Bank of Ireland plunges after buyback plan spooks market
BoI targets €2.6bn of subordinated bonds in aggressive move that pushes shares to all-time low of 14 cent
BANK of Ireland shares hit an all-time low yesterday as its shareholders face significant dilution, under a "burden-sharing" deal.
Shares plunged after the bank launched an aggressive offer aimed at cutting €2.6bn of subordinated debt, mostly by handing shares to bondholders.
It means current shareholders will see their stake diluted. BoI shares fell more than 20pc in a matter of hours after the news, to hit the all-time low of just 14 cent each.
The offer is part of the effort to cut the cost to the State of bailing out banks, by forcing some of the losses on private-sector investors, including subordinated bondholders and current shareholders.
Yesterday, BoI said it would offer to buy back and cancel €2.6bn of subordinated bonds. It will offer cash prices of 10 cent in the euro for 'Tier 1' securities and 20 cent in the euro for 'Tier 2' debt.
The cash-offer price does not include any accrued interest.
Bondholders that opt to be paid in bank shares instead of cash will get a better deal, however. The offer to swap bonds for shares has not yet been set, but the bank said it would be at a premium to the cash offer and would include a consideration for unpaid interest.
The cash price on offer is aggressively low. The 20 cent in the euro for the Tier 2 bonds compares to the 50 cent in the euro which the bonds were being traded for just before the terms were announced.
By yesterday afternoon the same bonds were trading at 37 to 40 cent in the euro. That's still well above the 20 cent per euro cash price.
The offer will include a clause to give the bank powers to hit bondholders that reject the deal with even bigger losses.

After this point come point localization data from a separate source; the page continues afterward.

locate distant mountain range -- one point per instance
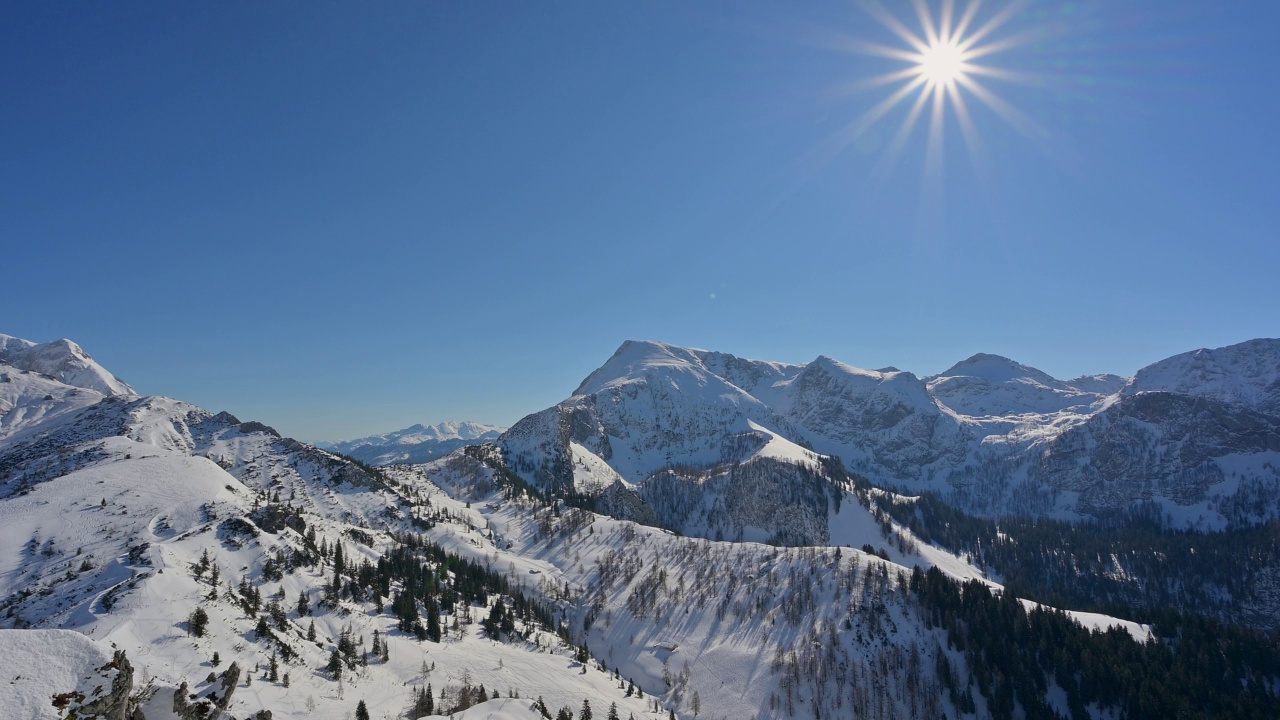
(417, 443)
(159, 560)
(1194, 438)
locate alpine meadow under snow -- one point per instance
(689, 534)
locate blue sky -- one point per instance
(348, 218)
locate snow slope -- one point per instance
(62, 360)
(1247, 373)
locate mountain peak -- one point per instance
(635, 358)
(1246, 373)
(995, 369)
(63, 360)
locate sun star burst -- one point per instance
(945, 51)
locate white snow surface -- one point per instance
(1247, 373)
(62, 360)
(41, 664)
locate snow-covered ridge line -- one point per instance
(993, 434)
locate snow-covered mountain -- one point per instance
(163, 561)
(1240, 374)
(62, 360)
(417, 443)
(995, 386)
(991, 433)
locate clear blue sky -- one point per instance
(347, 218)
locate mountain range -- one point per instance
(416, 443)
(689, 534)
(1193, 438)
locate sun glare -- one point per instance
(946, 54)
(942, 64)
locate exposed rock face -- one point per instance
(209, 702)
(115, 703)
(1192, 436)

One bond trader said yesterday's bond prices reflected uncertainty about the final offer terms, as well as an effort by the market to estimate the value of the share offer.
Shares fell because the bond offer made it likely that the bank's current shareholders would end up with a smaller, less valuable stake.
The terms of the exchange offer will be finalised and launched to the market within days, according to people at the bank.
The buyback offer is part of the "burden sharing" the Government is using to reduce the overall cost to the taxpayer of recapitalising the banks.
BoI needs to raise €4.2bn in fresh cash in order to comply with tough new Central Bank rules. The buyback will help because the difference between the offer price and the face value of the bonds is counted as a profit for the bank.
If all of the subordinated bondholders take shares instead of cash it could end up costing the Government nothing.
However, even if all of the bonds are swapped for shares BoI still needs to raise a further €1.6bn in cash either from new investors, existing private sector shareholders, or the State.
It's not yet clear how large a share of the bank bondholders could end up controlling.
A source familiar with the deal said he did not expect bondholders to end up with a majority share.
If the deal succeeds, the Government will avoid raising its stake in the bank above the current 39pc shareholding.
Irish Life & Permanent (LI&P) and EBS Building Society also announced deals to impose losses of between 80pc and 90pc on their subordinated bondholders.
IL&P said it would offer lenders owed €840m of debt 20pc of the original value.
EBS will buy back around €260m of its subordinated bonds, at 10pc and 20pc of face value.
Finance minister Michael Noonan is pushing ahead with the buy backs in spite of legal efforts to block an earlier buyback of AIB bonds.
Investors Aurelius and Abadi are still waiting to go to court with their legal challenge to try to halt the buyback of AIB bonds.